Pour plusieurs de ces bénéficiaires, il est exigé d'avoir séjourné au moins deux années consécutives dans la mission.
Ils pourront importer, une seule fois, un véhicule à combustion, hybride ou électrique ayant une capacité originale de jusqu'à huit places, ou l'acquérir à Cuba par l'intermédiaire des commerciaux habilités. Les membres d'équipage de navires et d'aéronefs seront soumis à des procédures spécifiques.
Les règles concernant l'acquisition de véhicules dans le pays changent également. Les particuliers cubains et les étrangers disposant des catégories de résidence prévues dans le décret pourront acheter des véhicules neufs ou d'occasion dans des établissements autorisés, en effectuant des paiements en dollars américains ou dans d'autres monnaies convertibles, et en utilisant des instruments approuvés par la Banque centrale de Cuba.
Dans les achats-ventes entre particuliers, l'acheteur devra déclarer sous serment l'origine licite de l'argent et énumérer les véhicules qu'il possède déjà.
Les paiements pourront être effectués en pesos cubains, en dollars ou dans d'autres devises convertibles, mais pas en espèces, et le changement de propriétaire devra être enregistré dans le Registre des Véhicules dans les 30 jours suivant l'opération.
Le nouveau cadre supprime également l'ancienne limite d'acquisition de six véhicules en cinq ans, l'une des restrictions que le gouvernement avait annoncé vouloir assouplir dans le cadre des transformations du secteur des transports.
Une autre nouveauté concerne l'assemblage et la fabrication. Les personnes morales non étatiques pourront participer à des projets de production ou d'assemblage de véhicules, notamment électriques, à condition de recevoir les autorisations nécessaires.
Les opérations d'importation des composants devront être effectuées par les entités habilitées à mener ces activités de commerce extérieur.
La flexibilisation n'élimine pas non plus le contrôle de l'État sur les véhicules qui pourront arriver sur le marché : le Décret 163/2026 crée un Comité d'Évaluation des Moyens Automobiles, présidé par le ministre des Transports, chargé d'évaluer et d'approuver les fournisseurs, marques et modèles pour leur commercialisation par importation, assemblage ou fabrication nationale.
Les nouvelles dispositions remplacent le Décret 119/2024, qui soutenait la politique précédente en vigueur depuis janvier 2025, et font partie des transformations économiques annoncées par le Gouvernement au cours des derniers mois, parmi lesquelles l'intention de favoriser la mobilité électrique et l'utilisation de systèmes de recharge basés sur des énergies renouvelables.

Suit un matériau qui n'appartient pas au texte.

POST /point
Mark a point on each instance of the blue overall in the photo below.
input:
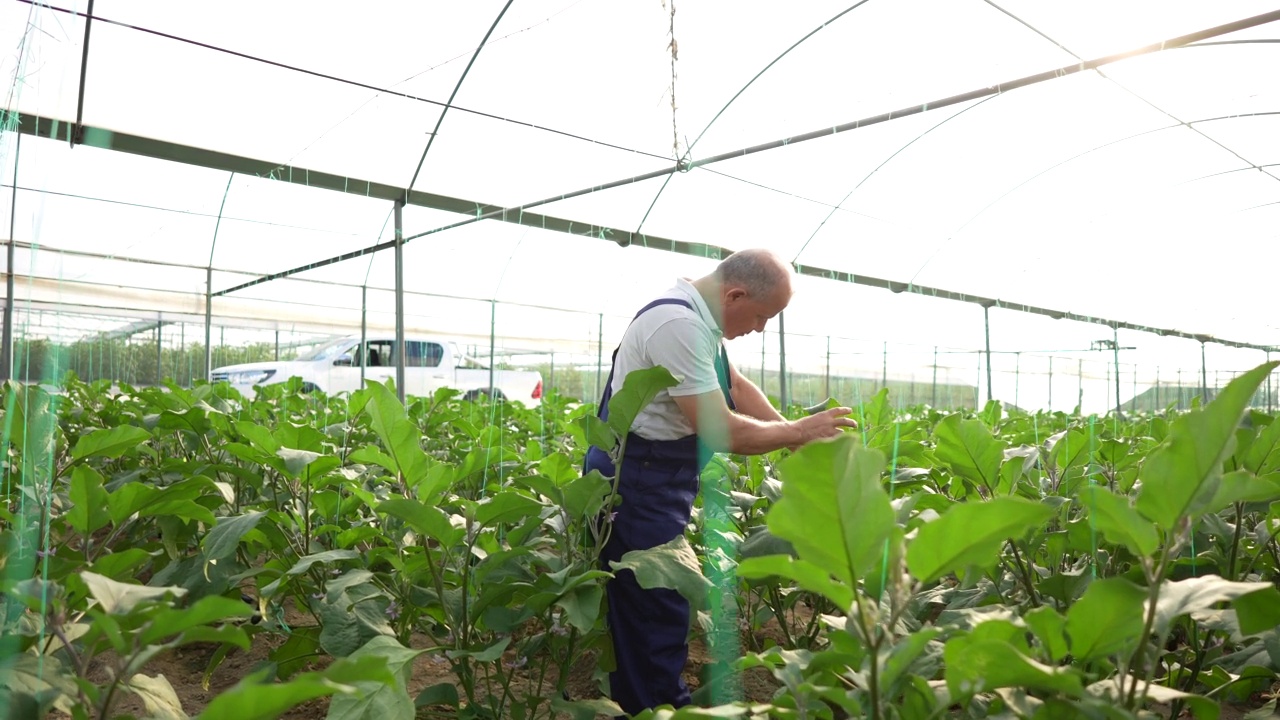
(658, 484)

Avec l'entrée en vigueur du nouveau paquet, depuis le 11 août, plusieurs règles concernant l'acquisition, l'importation et le transfert de véhicules à Cuba changent de manière effective, bien que des limites subsistent selon le type de véhicule, la condition de l'importateur et les autorisations étatiques requises pour certaines opérations.